Für die WTG begann der Wettkampf an diesem kalten Wintersamstag am Sprung, an dem sie gleich ordentlich Scorepunkte erzielte. Niccolo Spiess turnte seinen schwierigen Kasamatsu ohne einen einzigen Schritt und holte damit gegen seinen Kontrahenten Karl Becker zwei Scorepunkte. Sein Bruder Lovis und Philipp Lutz taten es ihm gleich und brachten Zählbares ins Heimlager. Einzig Kapitän Nick Ackermann musste sich geschlagen geben und dabei drei Scrorepunkte an die Obere Lahn abgeben.
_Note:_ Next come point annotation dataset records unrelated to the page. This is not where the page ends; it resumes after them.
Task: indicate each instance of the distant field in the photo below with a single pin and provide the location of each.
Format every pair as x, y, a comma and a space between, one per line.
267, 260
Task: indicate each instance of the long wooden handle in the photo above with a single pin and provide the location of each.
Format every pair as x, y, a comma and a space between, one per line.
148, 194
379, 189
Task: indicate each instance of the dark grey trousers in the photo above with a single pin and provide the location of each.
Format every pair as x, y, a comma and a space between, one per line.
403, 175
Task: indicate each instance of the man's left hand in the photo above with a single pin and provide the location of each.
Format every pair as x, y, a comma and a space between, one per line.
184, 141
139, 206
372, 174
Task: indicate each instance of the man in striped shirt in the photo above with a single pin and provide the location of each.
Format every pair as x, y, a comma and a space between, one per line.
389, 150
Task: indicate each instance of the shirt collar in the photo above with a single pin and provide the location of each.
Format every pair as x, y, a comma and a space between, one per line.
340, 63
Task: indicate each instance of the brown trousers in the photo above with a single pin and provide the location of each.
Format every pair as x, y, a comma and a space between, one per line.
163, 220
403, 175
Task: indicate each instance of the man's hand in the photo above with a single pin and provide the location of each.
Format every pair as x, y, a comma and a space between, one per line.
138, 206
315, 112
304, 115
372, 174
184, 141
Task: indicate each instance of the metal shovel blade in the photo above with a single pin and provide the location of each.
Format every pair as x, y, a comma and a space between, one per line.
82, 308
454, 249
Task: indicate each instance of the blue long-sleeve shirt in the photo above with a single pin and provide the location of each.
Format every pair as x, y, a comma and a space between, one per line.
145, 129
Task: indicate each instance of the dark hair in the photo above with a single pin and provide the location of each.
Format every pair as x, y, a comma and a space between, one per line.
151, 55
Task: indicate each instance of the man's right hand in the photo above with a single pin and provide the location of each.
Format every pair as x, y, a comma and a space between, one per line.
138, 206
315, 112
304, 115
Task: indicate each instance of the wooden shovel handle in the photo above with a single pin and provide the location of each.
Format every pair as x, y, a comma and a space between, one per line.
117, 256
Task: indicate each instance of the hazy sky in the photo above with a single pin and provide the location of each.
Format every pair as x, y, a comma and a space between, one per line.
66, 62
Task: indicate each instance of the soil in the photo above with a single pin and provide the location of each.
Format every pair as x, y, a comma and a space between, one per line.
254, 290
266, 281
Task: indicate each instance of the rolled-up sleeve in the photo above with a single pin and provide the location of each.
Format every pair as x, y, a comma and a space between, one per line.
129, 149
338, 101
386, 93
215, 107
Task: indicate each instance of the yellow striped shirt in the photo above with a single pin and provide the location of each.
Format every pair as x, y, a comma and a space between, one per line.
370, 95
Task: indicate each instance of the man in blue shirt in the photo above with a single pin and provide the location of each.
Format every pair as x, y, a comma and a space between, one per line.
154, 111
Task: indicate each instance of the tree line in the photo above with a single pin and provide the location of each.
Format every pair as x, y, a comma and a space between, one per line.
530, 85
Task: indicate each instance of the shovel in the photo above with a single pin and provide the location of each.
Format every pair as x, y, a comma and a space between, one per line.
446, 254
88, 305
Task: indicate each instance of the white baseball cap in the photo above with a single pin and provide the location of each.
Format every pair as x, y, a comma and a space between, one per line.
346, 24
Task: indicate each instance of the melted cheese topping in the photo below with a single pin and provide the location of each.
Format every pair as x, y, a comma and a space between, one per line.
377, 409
Doch dieses Duell war etwas Besonderes. Ackermann trat hier gegen den Nationalturner Artur Davtyan aus Armenien an, der in diesem Jahr bei den Olympischen Spielen Bronze am Sprung gewonnen hat.
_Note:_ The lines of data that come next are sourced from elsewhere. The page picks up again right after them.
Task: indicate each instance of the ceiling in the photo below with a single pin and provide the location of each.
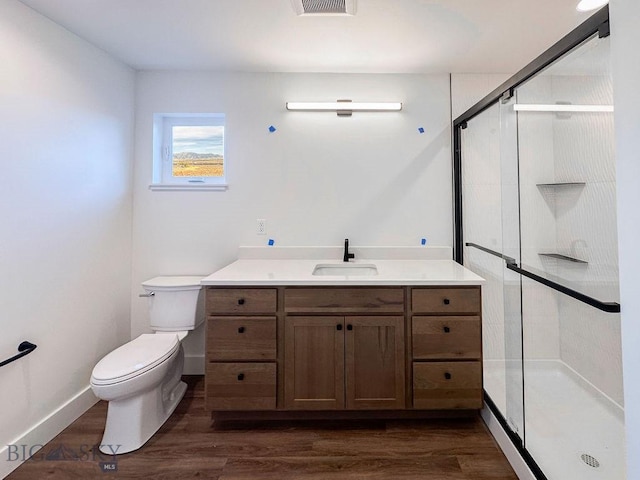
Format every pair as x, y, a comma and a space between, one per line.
385, 36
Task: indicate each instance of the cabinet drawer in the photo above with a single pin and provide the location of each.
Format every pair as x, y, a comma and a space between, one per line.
447, 385
343, 300
446, 337
241, 338
240, 386
445, 300
241, 300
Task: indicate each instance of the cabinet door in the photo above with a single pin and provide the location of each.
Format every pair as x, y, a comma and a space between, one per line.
314, 363
374, 354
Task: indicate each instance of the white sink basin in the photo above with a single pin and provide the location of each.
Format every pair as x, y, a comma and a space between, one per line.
346, 269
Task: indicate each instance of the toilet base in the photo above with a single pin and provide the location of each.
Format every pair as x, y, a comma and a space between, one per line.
132, 421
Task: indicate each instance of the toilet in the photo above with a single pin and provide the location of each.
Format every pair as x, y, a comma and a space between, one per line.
141, 379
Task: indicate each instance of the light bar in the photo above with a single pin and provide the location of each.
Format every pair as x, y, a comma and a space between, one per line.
342, 106
588, 5
523, 107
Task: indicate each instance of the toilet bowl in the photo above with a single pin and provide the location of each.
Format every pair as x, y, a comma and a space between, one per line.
141, 379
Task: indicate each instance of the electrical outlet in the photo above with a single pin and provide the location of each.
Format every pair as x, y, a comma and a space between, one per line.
261, 227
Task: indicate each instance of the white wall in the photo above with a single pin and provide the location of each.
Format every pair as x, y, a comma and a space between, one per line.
625, 38
66, 123
372, 178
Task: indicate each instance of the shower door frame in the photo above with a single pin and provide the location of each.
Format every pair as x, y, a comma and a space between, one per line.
597, 24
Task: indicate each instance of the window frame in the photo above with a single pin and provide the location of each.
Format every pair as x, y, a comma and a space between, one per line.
162, 178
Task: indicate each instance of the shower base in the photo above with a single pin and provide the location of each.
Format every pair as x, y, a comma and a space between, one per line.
572, 430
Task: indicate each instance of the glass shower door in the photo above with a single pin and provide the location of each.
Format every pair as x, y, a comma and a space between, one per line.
488, 143
572, 352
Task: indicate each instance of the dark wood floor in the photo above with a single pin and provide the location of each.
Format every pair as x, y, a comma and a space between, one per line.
188, 447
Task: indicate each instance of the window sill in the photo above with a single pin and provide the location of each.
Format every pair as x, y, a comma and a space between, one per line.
219, 187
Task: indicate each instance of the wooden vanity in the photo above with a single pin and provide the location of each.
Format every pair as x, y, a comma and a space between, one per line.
283, 348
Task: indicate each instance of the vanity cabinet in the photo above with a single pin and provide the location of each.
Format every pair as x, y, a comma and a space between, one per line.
351, 362
336, 348
446, 348
241, 349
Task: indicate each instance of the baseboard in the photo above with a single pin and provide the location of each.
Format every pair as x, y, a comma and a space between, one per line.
193, 365
45, 430
504, 442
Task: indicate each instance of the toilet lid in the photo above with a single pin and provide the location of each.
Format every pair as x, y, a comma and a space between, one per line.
135, 357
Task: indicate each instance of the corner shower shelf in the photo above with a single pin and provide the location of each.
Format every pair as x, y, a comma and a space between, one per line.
562, 184
559, 256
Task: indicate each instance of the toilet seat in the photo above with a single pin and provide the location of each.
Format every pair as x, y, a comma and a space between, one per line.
135, 358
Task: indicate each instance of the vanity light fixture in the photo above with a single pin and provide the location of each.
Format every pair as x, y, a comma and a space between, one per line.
344, 107
523, 107
588, 5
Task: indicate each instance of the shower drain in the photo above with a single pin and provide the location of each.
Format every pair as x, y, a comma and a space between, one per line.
589, 460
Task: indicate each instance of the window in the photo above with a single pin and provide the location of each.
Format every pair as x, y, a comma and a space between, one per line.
189, 152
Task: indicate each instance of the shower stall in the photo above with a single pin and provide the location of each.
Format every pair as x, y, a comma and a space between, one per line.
535, 212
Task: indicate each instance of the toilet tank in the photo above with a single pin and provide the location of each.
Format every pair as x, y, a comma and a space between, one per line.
173, 305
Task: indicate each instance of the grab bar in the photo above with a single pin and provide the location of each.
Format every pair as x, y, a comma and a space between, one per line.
609, 307
25, 348
492, 252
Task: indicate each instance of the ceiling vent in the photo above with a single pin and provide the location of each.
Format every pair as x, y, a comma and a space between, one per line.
324, 7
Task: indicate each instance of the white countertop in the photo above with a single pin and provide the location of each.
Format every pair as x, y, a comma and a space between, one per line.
298, 271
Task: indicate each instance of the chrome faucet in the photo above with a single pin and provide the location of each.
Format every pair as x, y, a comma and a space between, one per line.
347, 255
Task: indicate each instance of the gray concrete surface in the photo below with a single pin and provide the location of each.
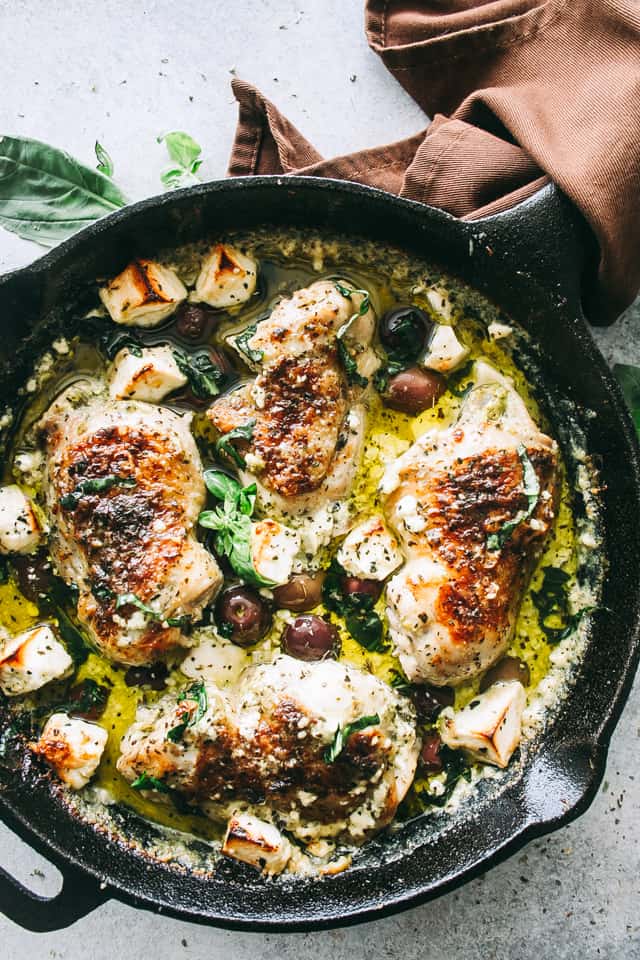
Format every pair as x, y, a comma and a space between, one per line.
123, 72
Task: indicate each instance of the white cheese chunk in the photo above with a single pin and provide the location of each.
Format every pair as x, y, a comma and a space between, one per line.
273, 550
143, 295
490, 726
370, 551
20, 530
32, 659
73, 747
148, 377
227, 277
257, 843
445, 352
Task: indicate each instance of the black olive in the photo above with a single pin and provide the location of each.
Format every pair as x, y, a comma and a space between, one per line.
414, 390
242, 615
404, 331
302, 592
358, 585
310, 638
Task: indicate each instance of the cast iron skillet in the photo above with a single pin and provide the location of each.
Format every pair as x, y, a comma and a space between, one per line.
531, 262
Mit 8:3 ging es weiter an den Barren, an dem die WTG ihren Vorsprung auf 16:10 ausbauen konnte. Lovis Spiess erzielte in seinem Duell gegen Lukas Lippert drei Scorepunkte durch seine stabile Übung, bei der er lediglich bei seinem Doppelsaltoabgang einen kleinen Ausweichschritt machen musste. Gegen die weltmeisterschaftstaugliche Kür des zweiten KTV-Gastturners Andrey Likhovitskiy (belarusischer Nationalturner und Olympiateilnehmer) hatte Heckengäus Niccolo Spiess das Nachsehen, der fünf Scorepunkte abgeben musste. Im letzten Duell brachte Allrounder Philipp Lutz seinem Team dank fünf Zählern den Gerätesieg und verhalf zum Zwischenstand von 16:10.
Nach zwei gewonnen Geräten konnte die WTG ab dem Reck keinen Gerätesieg mehr holen. Sie konzentrierte sich nun darauf den gewonnenen Vorsprung möglichst zu halten, was aber vor allem aufgrund der fast sprachlos machenden Leistungen der ausländischen Gastturner utopisch anmutete. Zwar darf laut den Regularien der Deutschen Turnliga pro Geräte nur ein Turner ohne deutschen Pass antreten, jedoch nutzte die Obere Lahn diesen Passus für sich zum großen Vorteil aus. Likhovitskiy brillierte am Königsgerät mit einer Übung, die er so auch bei einem internationalen Wettkampf hätte zeigen können, was fünf Zähler einbrachte. Einzig Philipp Lutz gelang es mit einer sehenswerten Leistung, die durch einen Doppelsalto mit einer Schraube beendet wurde, hier zu punkten.
Am Boden schmolz der Abstand zur Oberen Lahn auf nur noch einen Punkt zusammen. Doch die Gemeinschaftsriege kämpfte wacker weiter und versuchte Paroli zu bieten. Am Pauschenpferd gelang das aber nur noch Manu Tschur, der erwartungsgemäß lieferte und sich so gegen Lukas Lippert mit vier Scorepunkten durchsetzen konnte. Jan Griesmeier hatte gegen den Belarusen Likhovitskiy keine Chance und kassierte fünf Zähler. An den Ringen ließ die KTV schließlich nichts mehr anbrennen und gewann den Wettkampf mit 40:35. Zusammen mit dem MTV Ludwigsburg steigt Obere Lahn direkt in die 2. Bundesliga auf.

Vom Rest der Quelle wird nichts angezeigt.